“Terus
kenapa emang kalo umur segini-ini kita masih lajang?” – a friend of mine talks
to the life.
Selain
digunakan sesuai lima fungsi normalnya, saya kok agak skeptis menilai panca
indera manusia yang ke enam. Jangan-jangan selain melihat roh halus, juga bisa
mendeteksi secara tak kasat mata siapa belum punya pacar, siapa belum bisa
menikah, dan siapa yang masih lajang?. Manusia itu makhluk paling kepo
memang, terutama ketika Bulan Haji tiba.
Pertanyaan
yang paling sering dilontarkan manusia kepo adalah tanya kabar.
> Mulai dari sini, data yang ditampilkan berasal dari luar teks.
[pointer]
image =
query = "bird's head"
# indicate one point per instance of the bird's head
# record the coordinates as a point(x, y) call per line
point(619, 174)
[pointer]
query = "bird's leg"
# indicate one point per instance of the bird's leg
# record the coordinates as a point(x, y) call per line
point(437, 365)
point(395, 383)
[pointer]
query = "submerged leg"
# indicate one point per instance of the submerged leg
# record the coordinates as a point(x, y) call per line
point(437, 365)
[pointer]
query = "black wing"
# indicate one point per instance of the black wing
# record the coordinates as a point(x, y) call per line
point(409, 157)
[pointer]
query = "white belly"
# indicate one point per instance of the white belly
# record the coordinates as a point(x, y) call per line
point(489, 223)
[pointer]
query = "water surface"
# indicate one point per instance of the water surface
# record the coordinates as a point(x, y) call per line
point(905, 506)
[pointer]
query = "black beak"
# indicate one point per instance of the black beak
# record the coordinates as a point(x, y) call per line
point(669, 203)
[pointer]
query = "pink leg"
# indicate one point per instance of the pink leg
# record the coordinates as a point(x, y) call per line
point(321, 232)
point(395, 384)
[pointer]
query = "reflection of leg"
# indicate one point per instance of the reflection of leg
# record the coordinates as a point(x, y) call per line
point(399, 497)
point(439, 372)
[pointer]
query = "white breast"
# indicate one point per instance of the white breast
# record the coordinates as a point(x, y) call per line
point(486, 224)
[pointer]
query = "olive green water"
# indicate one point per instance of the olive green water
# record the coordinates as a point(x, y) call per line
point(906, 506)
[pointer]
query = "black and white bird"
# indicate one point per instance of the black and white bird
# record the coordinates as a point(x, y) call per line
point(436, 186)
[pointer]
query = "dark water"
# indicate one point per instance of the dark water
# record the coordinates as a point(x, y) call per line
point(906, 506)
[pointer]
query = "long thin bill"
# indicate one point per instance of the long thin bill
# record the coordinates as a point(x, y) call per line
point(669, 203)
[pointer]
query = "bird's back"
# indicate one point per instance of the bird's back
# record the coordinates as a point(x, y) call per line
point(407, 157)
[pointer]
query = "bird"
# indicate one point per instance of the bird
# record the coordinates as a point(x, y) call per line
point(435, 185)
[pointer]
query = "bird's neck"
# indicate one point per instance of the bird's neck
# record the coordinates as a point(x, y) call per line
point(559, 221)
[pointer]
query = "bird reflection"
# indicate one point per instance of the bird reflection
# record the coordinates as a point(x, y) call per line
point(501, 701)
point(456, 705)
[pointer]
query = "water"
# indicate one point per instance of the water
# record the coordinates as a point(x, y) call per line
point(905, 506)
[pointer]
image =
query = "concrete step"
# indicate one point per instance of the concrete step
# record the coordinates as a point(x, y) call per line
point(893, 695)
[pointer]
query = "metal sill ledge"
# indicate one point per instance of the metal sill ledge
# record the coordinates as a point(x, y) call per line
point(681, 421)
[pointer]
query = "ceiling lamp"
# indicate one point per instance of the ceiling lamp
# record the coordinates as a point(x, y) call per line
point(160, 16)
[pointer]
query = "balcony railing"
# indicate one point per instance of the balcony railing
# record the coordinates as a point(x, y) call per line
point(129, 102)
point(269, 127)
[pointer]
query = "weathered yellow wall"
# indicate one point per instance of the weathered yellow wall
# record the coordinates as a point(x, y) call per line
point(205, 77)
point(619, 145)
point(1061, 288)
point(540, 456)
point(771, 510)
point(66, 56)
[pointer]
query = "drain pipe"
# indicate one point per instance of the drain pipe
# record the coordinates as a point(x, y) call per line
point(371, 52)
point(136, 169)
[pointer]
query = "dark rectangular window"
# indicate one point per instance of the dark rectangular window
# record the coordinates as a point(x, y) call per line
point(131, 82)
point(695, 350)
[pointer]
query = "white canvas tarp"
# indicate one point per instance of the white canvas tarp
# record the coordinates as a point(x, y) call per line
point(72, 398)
Jangan keburu
senang, ini pertanyaan pancingan yang akan dilanjutkan dengan ledekan maksimal.
Jangan terburu nafsu untuk membantai dengan jawaban berbau emosi. Tahan dulu,
atur permainan. Karena sebenarnya ini adalah bagian dari cobaan terberat kaum
lajang.
“Elu
apa kabar? Bulan Haji banyak yang nikah lho #FYI aja”.
“Eh
gue kabarnya baik kok, sangat baik. Bahkan gue kemarin habis kondangan sepuluh
kali berturut-turut”.
“Ya
ampun, elu yang sabar ya” (*jangan percaya, apalagi terharu, gak perlu dibalas.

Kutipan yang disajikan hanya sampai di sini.